The great big statue was called Christ the Redeemer and its appearance on the challenge website had caused a new wave of upset, at least among Christians, who were convinced that the goal of the challenge was to destroy the statue.

"Do you think they're going to destroy it?" she asked Fisher.

"I don't believe they'll care if they do." He stopped typing to glance at the television, where the Mothed Blues were lining up near a long row of cars, then turned the laptop toward her. "There's been another Rover sighting. Again it's a city which gained points during the first challenge. But look at it."

He started a video, and within a minute everyone was hanging over his shoulder having him replay it. The Rover they'd killed had stood as tall as a human, but wider, and its tail had extended a couple of metres. The video, an elevated street view, showed a Rover which was taller than the size of an ordinary door, so that it had to crouch and crawl to get inside the building it was trying to enter, its curling tail trailing behind like a swimming snake's. Several Blues followed it in.

"Who filmed this?" Nash asked.

"A Green who returned to Berlin after the Spire stopped singing. She's been documenting Blue activities."

"Damn. Above and beyond." Pan shook his head respectfully. "What've you been saying?"

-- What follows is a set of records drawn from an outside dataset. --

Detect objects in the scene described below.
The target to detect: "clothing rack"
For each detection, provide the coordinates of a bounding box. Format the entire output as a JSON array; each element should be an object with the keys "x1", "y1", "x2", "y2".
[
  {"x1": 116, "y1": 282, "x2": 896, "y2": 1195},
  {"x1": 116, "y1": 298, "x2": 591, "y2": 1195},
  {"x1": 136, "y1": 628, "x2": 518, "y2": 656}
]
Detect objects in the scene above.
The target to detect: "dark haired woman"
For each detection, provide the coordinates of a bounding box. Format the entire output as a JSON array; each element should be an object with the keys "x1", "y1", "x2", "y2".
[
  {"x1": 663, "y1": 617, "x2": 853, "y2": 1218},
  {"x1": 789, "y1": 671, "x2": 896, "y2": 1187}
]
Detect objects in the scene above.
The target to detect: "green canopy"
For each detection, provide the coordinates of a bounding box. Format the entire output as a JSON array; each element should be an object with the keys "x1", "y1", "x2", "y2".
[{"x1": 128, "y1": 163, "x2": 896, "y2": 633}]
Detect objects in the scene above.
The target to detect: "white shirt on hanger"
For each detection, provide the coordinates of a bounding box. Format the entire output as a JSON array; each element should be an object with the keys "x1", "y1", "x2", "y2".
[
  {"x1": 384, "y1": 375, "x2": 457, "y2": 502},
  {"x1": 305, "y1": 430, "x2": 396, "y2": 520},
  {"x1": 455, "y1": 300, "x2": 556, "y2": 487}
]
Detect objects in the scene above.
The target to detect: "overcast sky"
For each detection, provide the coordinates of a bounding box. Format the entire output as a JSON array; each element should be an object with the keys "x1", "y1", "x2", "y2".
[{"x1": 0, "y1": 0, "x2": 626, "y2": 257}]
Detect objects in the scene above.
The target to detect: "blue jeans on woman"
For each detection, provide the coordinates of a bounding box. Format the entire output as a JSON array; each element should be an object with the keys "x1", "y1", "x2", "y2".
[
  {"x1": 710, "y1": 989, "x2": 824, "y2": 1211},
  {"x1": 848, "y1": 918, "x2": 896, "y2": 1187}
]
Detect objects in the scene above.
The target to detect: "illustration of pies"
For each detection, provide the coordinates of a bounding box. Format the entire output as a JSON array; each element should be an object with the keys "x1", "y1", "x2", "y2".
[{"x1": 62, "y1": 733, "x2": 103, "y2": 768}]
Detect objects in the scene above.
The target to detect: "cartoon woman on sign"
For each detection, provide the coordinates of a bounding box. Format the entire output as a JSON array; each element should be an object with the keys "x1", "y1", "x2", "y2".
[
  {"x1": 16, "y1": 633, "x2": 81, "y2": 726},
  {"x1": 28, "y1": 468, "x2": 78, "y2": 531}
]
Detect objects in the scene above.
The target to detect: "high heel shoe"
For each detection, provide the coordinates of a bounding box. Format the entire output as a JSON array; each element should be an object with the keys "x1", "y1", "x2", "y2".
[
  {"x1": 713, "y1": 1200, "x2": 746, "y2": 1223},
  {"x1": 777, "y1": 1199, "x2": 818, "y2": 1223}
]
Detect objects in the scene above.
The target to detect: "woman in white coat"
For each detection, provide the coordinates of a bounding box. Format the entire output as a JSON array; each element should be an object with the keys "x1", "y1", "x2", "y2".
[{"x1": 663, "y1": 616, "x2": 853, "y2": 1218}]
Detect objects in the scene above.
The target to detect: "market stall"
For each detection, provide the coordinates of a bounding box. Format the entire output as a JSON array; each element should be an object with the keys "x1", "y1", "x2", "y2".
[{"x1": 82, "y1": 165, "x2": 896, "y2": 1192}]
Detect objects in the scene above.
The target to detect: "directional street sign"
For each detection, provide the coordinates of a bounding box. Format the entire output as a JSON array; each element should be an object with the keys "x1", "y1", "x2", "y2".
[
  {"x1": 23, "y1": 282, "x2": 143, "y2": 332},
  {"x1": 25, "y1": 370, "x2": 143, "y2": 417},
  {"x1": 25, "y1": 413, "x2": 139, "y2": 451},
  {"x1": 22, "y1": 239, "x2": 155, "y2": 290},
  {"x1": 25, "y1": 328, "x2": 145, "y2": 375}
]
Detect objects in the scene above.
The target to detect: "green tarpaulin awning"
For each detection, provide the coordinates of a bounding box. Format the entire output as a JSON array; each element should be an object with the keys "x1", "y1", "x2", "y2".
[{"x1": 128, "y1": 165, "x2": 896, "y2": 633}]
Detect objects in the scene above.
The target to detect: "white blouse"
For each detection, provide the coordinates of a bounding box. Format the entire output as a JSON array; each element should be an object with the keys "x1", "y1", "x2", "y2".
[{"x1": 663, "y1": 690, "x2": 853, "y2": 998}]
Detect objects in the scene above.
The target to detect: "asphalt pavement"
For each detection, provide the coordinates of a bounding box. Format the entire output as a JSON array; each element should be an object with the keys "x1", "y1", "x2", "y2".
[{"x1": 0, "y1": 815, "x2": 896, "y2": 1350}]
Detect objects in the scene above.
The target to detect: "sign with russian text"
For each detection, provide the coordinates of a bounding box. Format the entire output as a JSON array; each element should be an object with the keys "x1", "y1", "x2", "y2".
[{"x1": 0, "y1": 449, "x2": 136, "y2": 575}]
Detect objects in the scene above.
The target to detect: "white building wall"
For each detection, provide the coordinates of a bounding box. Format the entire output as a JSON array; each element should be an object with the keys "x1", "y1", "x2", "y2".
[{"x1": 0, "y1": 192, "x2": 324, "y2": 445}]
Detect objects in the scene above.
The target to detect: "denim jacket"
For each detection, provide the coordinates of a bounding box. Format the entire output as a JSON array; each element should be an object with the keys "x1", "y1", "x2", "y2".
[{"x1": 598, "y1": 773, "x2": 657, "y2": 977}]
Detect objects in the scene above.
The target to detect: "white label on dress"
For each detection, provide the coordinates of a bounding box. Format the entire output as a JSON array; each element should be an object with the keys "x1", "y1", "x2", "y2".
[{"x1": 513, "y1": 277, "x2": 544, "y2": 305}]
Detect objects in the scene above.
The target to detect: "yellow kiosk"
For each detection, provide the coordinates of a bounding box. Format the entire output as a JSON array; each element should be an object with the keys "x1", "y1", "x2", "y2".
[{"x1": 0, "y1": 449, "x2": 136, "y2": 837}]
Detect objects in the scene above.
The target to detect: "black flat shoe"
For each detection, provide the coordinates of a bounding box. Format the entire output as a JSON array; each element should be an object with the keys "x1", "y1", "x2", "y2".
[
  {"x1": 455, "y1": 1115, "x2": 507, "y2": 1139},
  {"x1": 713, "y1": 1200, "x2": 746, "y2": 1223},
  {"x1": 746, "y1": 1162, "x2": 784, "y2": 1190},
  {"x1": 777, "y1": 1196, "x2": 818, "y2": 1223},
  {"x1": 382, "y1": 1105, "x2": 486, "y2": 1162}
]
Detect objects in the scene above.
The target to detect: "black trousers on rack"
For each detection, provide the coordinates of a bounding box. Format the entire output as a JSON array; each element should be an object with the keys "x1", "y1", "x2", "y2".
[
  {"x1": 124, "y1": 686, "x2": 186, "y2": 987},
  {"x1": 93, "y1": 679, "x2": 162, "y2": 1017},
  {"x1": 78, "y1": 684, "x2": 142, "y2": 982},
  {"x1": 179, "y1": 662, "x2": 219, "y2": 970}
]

Fisher paged down the comments, where his new net identity, 'Theo', had been making suggestions about fighting Rovers. "I don't dare outright say what worked for us," he explained. "Too big a flag. But I tell enough. Important, since the Rovers do appear to be tracking Blues."

"I'm not sure we could fight one that big," Madeleine said.

"There's every chance we won't have to." Fisher flipped through the mixture of photographs and drawings he'd collected in the short time before and after urgent rest. "The first sighting of a Rover is soon after the Manila challenge, and if we look at the progression of sightings, each larger than the previous, it's not unreasonable to conclude that the Rovers were some form of prize. That suggests a scarcity."

"With Nash, we have a chance against these glowing things," Noi said. "I'm more worried about what we do if Blues come after us. Greens we can shield paralyse and run. Blues – Mothed Blues fight far better than we can, and if Nash drains them, well, from what we've seen that will probably kill the host as well as the Moth. Are we all willing to do that to people? Are we willing to do that to Gavin?"

Silence.

"Ho-ly shit!"

Pan almost catapulted himself into Fisher's lap, gaping at the muted television, though by the time Madeleine looked there was only an image of three fighter jets, moving into formation as they streaked away over a tree-dotted city.

"They shot a Spire! They shot a Spire!" Pan said. "Turn on the sound!"

Min dived for the remote and a woman's gasping voice said: "...there an impact?"

"Get higher," a second woman said. "In case they're coming back."

The image dipped and bounced as whoever was filming ran, and there followed a confused jumble of stairs and biohazard suits.

"I didn't see any explosion," Pan said.

Noi had an iron grip on Madeleine's shoulder. "Let it work," she breathed.

"But why would they think–?" Madeleine paused. "Of course. The Moths bring the shields down to go through for the challenges."

The camerawoman had reached a roof and provided a shot of a placidly unperturbed Spire standing in the middle of a very long, straight park.

"The Spire which rose under the Washington Monument," Fisher said.

His tone and expression were no more than thoughtful, but sitting beside him Madeleine could feel the tension behind the relaxed appearance. She touched the back of his hand, and he looked at her blankly, then managed a semblance of a smile. "The most likely result is that they just bombed Rio de Janeiro."

"Damn, Fish is right," Pan said. "No sign of any damage on the Spire, anyway. Does anyone have the Moth transmission still up? Any explosions?"